37 - The Princess Bride Page 37

The Turk immediately hushed.

“I don’t think he’s so stupid,” Buttercup said. “And I don’t think you’re so smart either, with all your throwing blood in the water. That’s not what I would call grade-A thinking.”

“It worked, didn’t it? You’re back, aren’t you?” The Sicilian crossed toward her. “Once women are sufficiently frightened, they scream.”

“But I didn’t scream; the moon came out,” answered Buttercup somewhat triumphantly.

The Sicilian struck her.

“Enough of that,” the Turk said then.

The tiny humpback looked dead at the giant. “Do you want to fight me? I don’t think you do.”

“No, sir,” the Turk mumbled. “No. But don’t use force. Please. Force is mine. Strike me if you feel the need. I won’t care.”

The Sicilian returned to the other side of the boat. “She would have screamed,” he said. “She was about to cry out. My plan was ideal as all my plans are ideal. It was the moon’s ill timing that robbed me of perfection.” He scowled unforgivingly at the yellow wedge above them. Then he stared ahead. “There!” The Sicilian pointed. “The Cliffs of Insanity.”

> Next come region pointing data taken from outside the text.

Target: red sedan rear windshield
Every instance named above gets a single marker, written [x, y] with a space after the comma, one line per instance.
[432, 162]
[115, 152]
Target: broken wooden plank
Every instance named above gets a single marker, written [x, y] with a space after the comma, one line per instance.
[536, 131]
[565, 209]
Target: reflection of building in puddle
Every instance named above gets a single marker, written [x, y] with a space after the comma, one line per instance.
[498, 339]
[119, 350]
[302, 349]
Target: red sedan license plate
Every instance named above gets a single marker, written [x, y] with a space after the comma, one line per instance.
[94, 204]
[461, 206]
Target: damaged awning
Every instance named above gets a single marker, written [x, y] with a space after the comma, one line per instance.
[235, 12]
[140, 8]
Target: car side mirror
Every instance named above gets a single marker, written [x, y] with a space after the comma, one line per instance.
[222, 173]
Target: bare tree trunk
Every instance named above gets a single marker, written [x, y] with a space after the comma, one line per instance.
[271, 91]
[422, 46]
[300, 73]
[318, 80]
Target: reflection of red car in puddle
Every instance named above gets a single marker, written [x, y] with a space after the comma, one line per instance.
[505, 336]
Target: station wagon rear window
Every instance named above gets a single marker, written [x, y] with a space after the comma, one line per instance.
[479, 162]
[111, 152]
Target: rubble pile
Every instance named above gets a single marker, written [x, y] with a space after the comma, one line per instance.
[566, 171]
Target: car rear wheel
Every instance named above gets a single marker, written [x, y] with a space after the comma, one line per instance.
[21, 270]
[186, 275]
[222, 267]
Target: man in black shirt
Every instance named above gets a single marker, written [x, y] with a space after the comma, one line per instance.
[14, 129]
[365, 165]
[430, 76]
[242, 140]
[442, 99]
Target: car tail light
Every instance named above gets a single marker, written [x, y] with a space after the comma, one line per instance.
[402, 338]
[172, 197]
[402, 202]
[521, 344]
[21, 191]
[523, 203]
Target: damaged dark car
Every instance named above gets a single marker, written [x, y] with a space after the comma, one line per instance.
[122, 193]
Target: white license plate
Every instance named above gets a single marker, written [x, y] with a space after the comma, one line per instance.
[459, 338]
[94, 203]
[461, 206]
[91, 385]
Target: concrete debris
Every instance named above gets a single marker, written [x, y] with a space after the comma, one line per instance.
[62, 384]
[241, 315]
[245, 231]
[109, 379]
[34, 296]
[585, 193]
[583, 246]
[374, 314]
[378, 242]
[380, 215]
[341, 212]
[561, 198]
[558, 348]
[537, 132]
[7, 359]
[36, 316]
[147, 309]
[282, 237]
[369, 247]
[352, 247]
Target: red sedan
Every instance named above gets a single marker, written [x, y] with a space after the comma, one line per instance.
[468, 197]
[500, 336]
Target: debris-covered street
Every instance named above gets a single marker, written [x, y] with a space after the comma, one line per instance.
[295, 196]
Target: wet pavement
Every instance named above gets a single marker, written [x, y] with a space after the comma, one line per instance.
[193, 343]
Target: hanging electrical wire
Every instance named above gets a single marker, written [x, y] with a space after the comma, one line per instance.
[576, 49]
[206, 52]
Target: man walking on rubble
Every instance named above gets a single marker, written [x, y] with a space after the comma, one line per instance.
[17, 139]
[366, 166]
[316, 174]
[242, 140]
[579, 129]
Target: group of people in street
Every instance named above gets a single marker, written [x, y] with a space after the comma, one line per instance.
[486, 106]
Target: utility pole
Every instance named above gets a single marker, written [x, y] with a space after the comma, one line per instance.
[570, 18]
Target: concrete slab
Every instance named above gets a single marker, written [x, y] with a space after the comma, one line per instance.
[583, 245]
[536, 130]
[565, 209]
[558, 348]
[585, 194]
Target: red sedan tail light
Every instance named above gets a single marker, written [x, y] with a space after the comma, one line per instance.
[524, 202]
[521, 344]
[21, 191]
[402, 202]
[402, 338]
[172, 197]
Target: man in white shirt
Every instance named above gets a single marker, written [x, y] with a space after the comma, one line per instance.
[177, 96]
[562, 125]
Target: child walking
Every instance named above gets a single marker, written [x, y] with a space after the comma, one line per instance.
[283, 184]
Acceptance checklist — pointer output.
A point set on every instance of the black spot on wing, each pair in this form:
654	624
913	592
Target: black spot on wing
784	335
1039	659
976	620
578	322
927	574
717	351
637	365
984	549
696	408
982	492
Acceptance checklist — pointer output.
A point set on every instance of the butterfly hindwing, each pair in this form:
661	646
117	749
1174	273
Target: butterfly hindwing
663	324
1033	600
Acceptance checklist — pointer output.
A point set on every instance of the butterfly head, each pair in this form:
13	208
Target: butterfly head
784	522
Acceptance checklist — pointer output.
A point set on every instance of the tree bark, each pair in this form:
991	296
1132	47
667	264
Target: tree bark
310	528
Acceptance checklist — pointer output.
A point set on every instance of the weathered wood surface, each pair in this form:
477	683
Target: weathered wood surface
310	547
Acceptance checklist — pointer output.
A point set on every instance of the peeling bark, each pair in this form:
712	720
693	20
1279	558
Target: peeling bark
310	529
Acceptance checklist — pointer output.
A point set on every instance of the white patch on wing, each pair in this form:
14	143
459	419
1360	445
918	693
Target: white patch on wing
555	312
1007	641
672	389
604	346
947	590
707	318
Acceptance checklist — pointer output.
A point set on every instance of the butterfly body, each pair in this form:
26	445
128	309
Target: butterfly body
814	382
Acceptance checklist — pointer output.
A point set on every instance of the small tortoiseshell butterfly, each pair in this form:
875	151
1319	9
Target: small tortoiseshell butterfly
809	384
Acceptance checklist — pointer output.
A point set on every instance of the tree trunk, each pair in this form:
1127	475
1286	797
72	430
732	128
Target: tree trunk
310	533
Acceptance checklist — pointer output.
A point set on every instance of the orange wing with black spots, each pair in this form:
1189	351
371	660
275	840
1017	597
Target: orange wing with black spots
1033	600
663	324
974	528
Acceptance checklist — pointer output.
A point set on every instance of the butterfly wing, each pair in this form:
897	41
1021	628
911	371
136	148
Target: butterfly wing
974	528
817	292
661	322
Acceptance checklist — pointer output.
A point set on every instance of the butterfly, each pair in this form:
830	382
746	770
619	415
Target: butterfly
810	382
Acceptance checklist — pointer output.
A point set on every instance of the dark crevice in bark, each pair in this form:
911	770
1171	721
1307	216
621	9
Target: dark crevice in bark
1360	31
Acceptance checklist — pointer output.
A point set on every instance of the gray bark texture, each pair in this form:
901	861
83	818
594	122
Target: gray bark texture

And there they were. Rising straight and sheer from the water, a thousand feet into the night. They provided the most direct route between Florin and Guilder, but no one ever used them, sailing instead the long way, many miles around. Not that the Cliffs were impossible to scale; two men were known to have climbed them in the last century alone.

“Sail straight for the steepest part,” the Sicilian commanded.

The Spaniard said, “I was.”

Buttercup did not understand. Going up the Cliffs could hardly be done she thought; and no one had ever mentioned secret passages through them. Yet here they were, sailing closer and closer to the mighty rocks, now surely less than a quarter-mile away.

For the first time the Sicilian allowed himself a smile. “All is well. I was afraid your little jaunt in the water was going to cost me too much time. I had allowed an hour of safety. There must still be fifty minutes of it left. We are miles ahead of anybody and safe, safe, safe.”

“No one could be following us yet?” the Spaniard asked.

“No one,” the Sicilian assured him. “It would be inconceivable.”

“Absolutely inconceivable?”

“Absolutely, totally, and, in all other ways, inconceivable,” the Sicilian reassured him. “Why do you ask?”

“No reason,” the Spaniard replied. “It’s only that I just happened to look back and something’s there.”

They all whirled.

Something was indeed there. Less than a mile behind them across the moonlight was another sailing boat, small, painted what looked like black, with a giant sail that billowed black in the night, and a single man at the tiller. A man in black.

The Spaniard looked at the Sicilian. “It must just be some local fisherman out for a pleasure cruise alone at night through shark-infested waters.”

“There is probably a more logical explanation,” the Sicilian said. “But since no one in Guilder could know yet what we’ve done, and no one in Florin could have gotten here so quickly, he is definitely not, however much it may look like it, following us. It is coincidence and nothing more.”

“He’s gaining on us,” the Turk said.

“That is also inconceivable,” the Sicilian said. “Before I stole this boat we’re in, I made many inquiries as to what was the fastest ship on all of Florin Channel and everyone agreed it was this one.”

“You’re right,” the Turk agreed, staring back. “He isn’t gaining on us. He’s just getting closer, that’s all.”